Employee Promotion Prediction using Decision Tree & Ensemble Learning Algorithms
One of the major problem any company faces is identifying the right employees for promotion. So, I looked for a human resource dataset with several input features and a boolean output feature on promotion. My final objective was to create a binary classification model by comparing decision tree & 5 ensemble learning algorithms.
I started with downloading this Kaggle dataset: https://www.kaggle.com/datasets/arashnic/hr-ana
Here is the description about all features.
Then, I started coding in Jupyter notebook first by importing all the needed libraries (numpy, pandas, sklearn, matplotlib and seaborn) and loading the dataset.
Data Preprocessing
I performed general data exploration to understand null values, datatypes and statistics of features in dataset.
Then, I found out 2 features with null values i.e. education (2409) and previous_year_rating (4124).
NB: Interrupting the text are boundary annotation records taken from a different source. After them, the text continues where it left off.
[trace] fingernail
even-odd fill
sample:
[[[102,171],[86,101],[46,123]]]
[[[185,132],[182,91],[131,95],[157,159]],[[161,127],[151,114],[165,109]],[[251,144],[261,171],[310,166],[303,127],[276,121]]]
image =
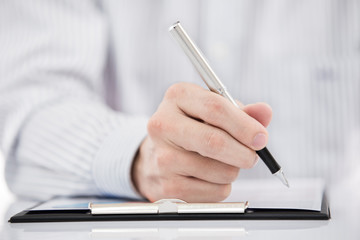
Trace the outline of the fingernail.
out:
[[[262,149],[266,145],[266,135],[263,133],[258,133],[251,144],[255,149]]]
[[[256,157],[255,157],[255,164],[254,164],[254,167],[256,166],[256,164],[259,162],[259,156],[258,155],[256,155]]]

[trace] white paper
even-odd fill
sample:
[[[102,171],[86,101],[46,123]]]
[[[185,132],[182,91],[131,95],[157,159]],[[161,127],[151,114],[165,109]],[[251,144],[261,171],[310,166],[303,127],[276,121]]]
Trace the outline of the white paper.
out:
[[[278,179],[238,180],[225,202],[249,201],[249,208],[320,211],[325,184],[321,179],[289,179],[290,188]]]
[[[89,203],[124,203],[128,201],[114,198],[55,198],[31,208],[30,211],[88,210]]]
Since both features were categorical, null values were replaced using mode.
Next, I checked for duplicates. As dataset before and after dropping duplicates were same length, duplicates removal wasn't required.
To handle outliers, I created a histograms of 4 ratio features: no_of_trainings, age, length_of_service and avg_training_score.
No, outliers were detected through visual analysis.
employee_id was only indexing feature in dataset which was removed.
We then checked the values in each feature and found out previous_year_rating was float64 which should be int64.
In final step of data preprocessing, previous_year_rating's datatype was converted to int64.
Exploratory Data Analysis
The preprocessed dataset looked unevenly distributed. Promoted employees were making only 8.5% of total records.
So, oversampling was needed for both binary classes making up 50-50% of dataset.
For oversampling, we divided dataset into minority and majority classes and used resampling to repeat minority class records until dataset was evenly distributed. Finally, new dataframe was created by concatenation of majority class and oversampled minority class datasets.
from sklearn.utils import resample minority_class = df[df['is_promoted'] == 1] majority_class = df[df['is_promoted'] == 0] oversampled_minority = resample(minority_class, replace=True, n_samples=len(majority_class), random_state=42) odf = pd.concat([majority_class, oversampled_minority])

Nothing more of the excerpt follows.